An NAB challenge to the FCC’s increased scrutiny of sharing arrangements should be dismissed because the public notice announcing the processing guidelines was not an FCC final order, the agency argued in a motion to dismiss filed in the U.S. Court of Appeals for the D.C. Circuit Friday. A response to the NAB’s May 12 petition against the guidelines, the FCC filing says, “The Communications Act makes clear that courts lack jurisdiction to review actions taken by FCC staff pursuant to delegated authority.” The NAB petition should also be dismissed because the broadcasters didn’t file for review with the FCC first, and because the FCC hasn’t yet acted on the public notice, said the commission, so NAB “failed to exhaust its administrative remedies."
The FCC Media Bureau ordered Duncan Cable TV in Wilmington, Vermont, to carry low-power TV station WYCX-CD on its cable system in Wilmington. WYCX claimed it requested mandatory carriage on Duncan’s system in November, and Duncan hasn’t responded in writing, the bureau said in an order the FCC posted Friday (http://bit.ly/SiDIcX). Duncan’s system has more than 35 activated channels, “and not more than one-third of its channels are filled with broadcast signals,” the bureau said. Duncan failed to file an opposition disputing WYCX’s assertions, it said. WYCX provides coverage in the Vermont towns of Manchester and Londonderry and in South Charlestown, New Hampshire.
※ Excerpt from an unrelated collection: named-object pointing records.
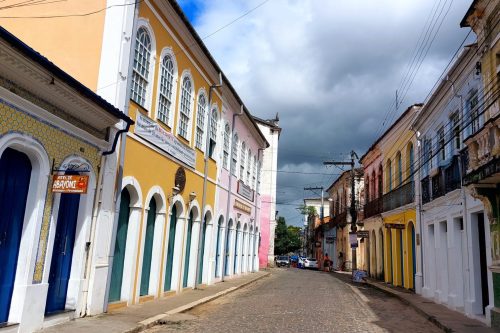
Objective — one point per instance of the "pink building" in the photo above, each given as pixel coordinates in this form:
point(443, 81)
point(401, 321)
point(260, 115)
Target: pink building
point(236, 234)
point(267, 190)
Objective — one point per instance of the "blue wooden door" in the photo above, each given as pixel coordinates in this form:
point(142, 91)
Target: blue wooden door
point(236, 244)
point(148, 248)
point(413, 255)
point(401, 253)
point(188, 251)
point(202, 255)
point(170, 250)
point(217, 249)
point(62, 253)
point(229, 234)
point(15, 172)
point(115, 288)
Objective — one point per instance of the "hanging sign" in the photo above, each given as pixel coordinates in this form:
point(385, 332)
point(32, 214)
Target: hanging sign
point(245, 191)
point(394, 226)
point(353, 239)
point(154, 133)
point(363, 234)
point(70, 184)
point(241, 206)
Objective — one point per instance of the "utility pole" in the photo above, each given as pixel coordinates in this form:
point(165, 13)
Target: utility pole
point(352, 209)
point(321, 210)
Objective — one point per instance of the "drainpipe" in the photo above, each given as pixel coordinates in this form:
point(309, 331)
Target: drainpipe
point(121, 160)
point(201, 235)
point(229, 190)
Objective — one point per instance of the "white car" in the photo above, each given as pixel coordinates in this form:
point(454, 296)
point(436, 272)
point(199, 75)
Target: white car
point(310, 263)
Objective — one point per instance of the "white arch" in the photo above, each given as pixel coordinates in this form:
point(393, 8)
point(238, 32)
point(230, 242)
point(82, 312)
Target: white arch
point(187, 73)
point(131, 249)
point(168, 51)
point(82, 235)
point(158, 194)
point(144, 23)
point(33, 217)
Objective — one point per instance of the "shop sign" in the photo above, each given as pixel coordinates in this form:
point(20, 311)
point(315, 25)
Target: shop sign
point(363, 234)
point(245, 191)
point(241, 206)
point(70, 184)
point(154, 133)
point(330, 239)
point(353, 239)
point(394, 226)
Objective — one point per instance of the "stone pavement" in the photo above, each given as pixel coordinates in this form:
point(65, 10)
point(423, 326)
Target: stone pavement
point(446, 319)
point(139, 317)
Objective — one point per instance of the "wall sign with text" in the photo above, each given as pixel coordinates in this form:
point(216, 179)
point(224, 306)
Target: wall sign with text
point(70, 184)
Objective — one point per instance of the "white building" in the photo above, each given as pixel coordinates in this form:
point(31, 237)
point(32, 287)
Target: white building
point(456, 249)
point(267, 189)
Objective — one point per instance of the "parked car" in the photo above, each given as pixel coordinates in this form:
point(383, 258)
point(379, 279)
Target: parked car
point(310, 263)
point(300, 262)
point(283, 261)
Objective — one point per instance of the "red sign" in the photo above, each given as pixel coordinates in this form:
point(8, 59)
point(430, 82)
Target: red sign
point(70, 184)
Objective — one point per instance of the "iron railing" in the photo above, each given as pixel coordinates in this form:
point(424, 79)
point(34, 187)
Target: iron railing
point(374, 207)
point(398, 197)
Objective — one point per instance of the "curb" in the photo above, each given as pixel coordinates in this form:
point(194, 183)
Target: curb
point(426, 315)
point(155, 320)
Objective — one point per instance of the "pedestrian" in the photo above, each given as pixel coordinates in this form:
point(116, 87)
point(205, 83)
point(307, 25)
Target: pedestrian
point(326, 263)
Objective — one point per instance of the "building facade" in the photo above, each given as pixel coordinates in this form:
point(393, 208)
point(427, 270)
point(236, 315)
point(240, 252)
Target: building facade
point(453, 223)
point(372, 218)
point(267, 187)
point(483, 145)
point(56, 142)
point(398, 201)
point(157, 232)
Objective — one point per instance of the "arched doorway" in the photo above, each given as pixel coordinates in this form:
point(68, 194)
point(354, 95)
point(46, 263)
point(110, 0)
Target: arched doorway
point(413, 255)
point(62, 253)
point(148, 248)
point(382, 254)
point(120, 244)
point(170, 249)
point(226, 251)
point(15, 173)
point(188, 250)
point(236, 248)
point(203, 241)
point(217, 246)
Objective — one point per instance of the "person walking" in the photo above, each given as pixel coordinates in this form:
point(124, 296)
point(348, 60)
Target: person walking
point(326, 263)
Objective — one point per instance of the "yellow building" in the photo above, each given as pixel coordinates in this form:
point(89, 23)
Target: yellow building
point(146, 59)
point(398, 201)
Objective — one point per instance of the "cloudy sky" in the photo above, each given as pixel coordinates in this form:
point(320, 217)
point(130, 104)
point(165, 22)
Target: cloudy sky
point(330, 68)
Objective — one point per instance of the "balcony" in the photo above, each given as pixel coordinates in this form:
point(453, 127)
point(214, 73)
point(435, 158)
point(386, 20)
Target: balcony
point(437, 189)
point(340, 219)
point(452, 176)
point(426, 191)
point(374, 207)
point(401, 196)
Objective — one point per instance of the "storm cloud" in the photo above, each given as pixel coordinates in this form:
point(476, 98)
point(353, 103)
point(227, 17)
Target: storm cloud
point(329, 68)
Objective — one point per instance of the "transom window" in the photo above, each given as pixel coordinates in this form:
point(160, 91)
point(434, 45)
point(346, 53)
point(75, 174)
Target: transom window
point(242, 160)
point(213, 132)
point(442, 152)
point(234, 154)
point(200, 121)
point(249, 165)
point(185, 114)
point(225, 156)
point(142, 59)
point(166, 89)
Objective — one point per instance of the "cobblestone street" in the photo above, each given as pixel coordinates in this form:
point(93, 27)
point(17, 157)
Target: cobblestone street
point(293, 300)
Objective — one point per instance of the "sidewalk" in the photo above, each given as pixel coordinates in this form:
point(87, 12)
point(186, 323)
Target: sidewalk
point(446, 319)
point(138, 317)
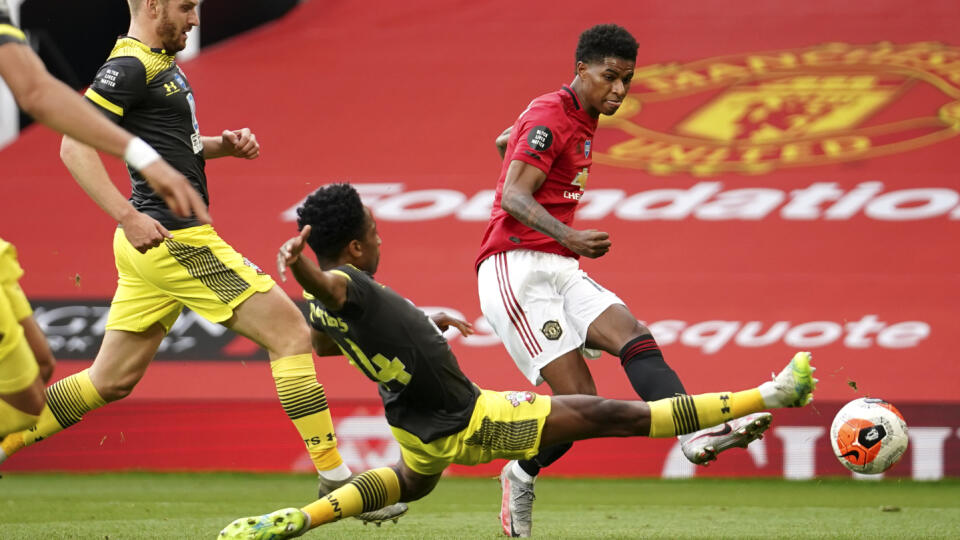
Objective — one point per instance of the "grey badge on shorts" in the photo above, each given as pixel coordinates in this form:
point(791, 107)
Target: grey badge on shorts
point(551, 330)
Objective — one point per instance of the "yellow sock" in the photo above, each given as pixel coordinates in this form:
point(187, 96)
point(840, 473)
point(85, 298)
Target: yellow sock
point(686, 414)
point(369, 491)
point(305, 403)
point(67, 401)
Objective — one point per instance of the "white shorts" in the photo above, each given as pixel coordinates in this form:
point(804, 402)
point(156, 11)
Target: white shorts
point(540, 305)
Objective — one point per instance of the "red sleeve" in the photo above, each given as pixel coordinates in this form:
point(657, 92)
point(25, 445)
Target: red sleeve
point(540, 135)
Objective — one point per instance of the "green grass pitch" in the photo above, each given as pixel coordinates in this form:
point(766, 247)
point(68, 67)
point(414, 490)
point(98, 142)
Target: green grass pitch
point(197, 506)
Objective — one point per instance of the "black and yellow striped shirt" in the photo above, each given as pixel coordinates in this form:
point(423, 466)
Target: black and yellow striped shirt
point(394, 344)
point(145, 92)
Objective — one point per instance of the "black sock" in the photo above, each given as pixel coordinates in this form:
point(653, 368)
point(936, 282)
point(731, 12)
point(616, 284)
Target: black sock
point(546, 456)
point(650, 376)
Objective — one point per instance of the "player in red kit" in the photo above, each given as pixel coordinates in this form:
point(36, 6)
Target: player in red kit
point(544, 308)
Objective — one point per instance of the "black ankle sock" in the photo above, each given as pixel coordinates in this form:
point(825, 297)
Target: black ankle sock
point(650, 376)
point(546, 456)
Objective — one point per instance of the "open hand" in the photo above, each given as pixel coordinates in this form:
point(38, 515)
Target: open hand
point(241, 143)
point(289, 252)
point(444, 321)
point(143, 232)
point(175, 190)
point(590, 243)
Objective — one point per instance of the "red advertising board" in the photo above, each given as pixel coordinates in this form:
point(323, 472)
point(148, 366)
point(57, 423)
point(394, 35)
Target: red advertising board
point(216, 435)
point(781, 177)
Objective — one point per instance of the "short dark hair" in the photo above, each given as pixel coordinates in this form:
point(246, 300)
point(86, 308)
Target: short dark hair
point(337, 216)
point(605, 41)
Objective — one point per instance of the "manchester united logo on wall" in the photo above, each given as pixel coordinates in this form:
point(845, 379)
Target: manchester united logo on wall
point(757, 112)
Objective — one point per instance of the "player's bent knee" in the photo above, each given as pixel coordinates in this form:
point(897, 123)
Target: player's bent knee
point(117, 389)
point(47, 364)
point(13, 419)
point(621, 418)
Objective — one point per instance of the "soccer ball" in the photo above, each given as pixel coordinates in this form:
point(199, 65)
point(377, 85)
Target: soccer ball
point(868, 435)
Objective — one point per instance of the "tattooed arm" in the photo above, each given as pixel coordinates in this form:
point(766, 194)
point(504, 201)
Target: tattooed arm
point(522, 181)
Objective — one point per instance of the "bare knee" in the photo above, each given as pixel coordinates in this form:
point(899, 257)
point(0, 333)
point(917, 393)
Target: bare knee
point(623, 418)
point(116, 387)
point(47, 363)
point(573, 386)
point(414, 486)
point(613, 329)
point(33, 402)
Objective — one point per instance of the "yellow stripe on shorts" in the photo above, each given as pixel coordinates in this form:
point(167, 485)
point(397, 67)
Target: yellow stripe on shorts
point(203, 265)
point(509, 436)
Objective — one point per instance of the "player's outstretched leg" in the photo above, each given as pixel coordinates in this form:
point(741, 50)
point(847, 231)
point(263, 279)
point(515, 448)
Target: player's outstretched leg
point(390, 512)
point(367, 492)
point(286, 523)
point(703, 446)
point(516, 506)
point(67, 401)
The Puerto Rico Radio Broadcasters Association, Utah Broadcasters Association and West Virginia Broadcasters Association support a proposal to establish a method for disseminating emergency alert system messages in non-English languages, they said. The associations were added to the joint comments filed by other state broadcasters associations in docket 04-296 (CD May 30 p10). With the addition of the three associations, all 50 state broadcasters associations are represented in the initial comments, the associations said (http://bit.ly/1nLCTFH).
Canyon Media Group opposed JER’s proposal to substitute Channel 246C for Channel 280C at Toquerville, Utah. Canyon said a noncommercial educational (NCE) station allotment at Channel 246C isn’t viable “based on the site restrictions that must be placed on the allotment,” in comments in docket 14-54 (http://bit.ly/1pss0uw). Substituting Channel 281C for Channel 280C for the NCE vacant allotment at Toquerville would be a more efficient spectrum allocation, it said. Canyon owns the translator K245BF at Cedar City, Utah, at Channel 245, “which would be first adjacent to petitioner’s proposed allotment at Channel 246C at Toquerville,” Canyon said. Granting allotment on Channel 246 would ultimately require Canyon’s translator to terminate service at Cedar City, it said.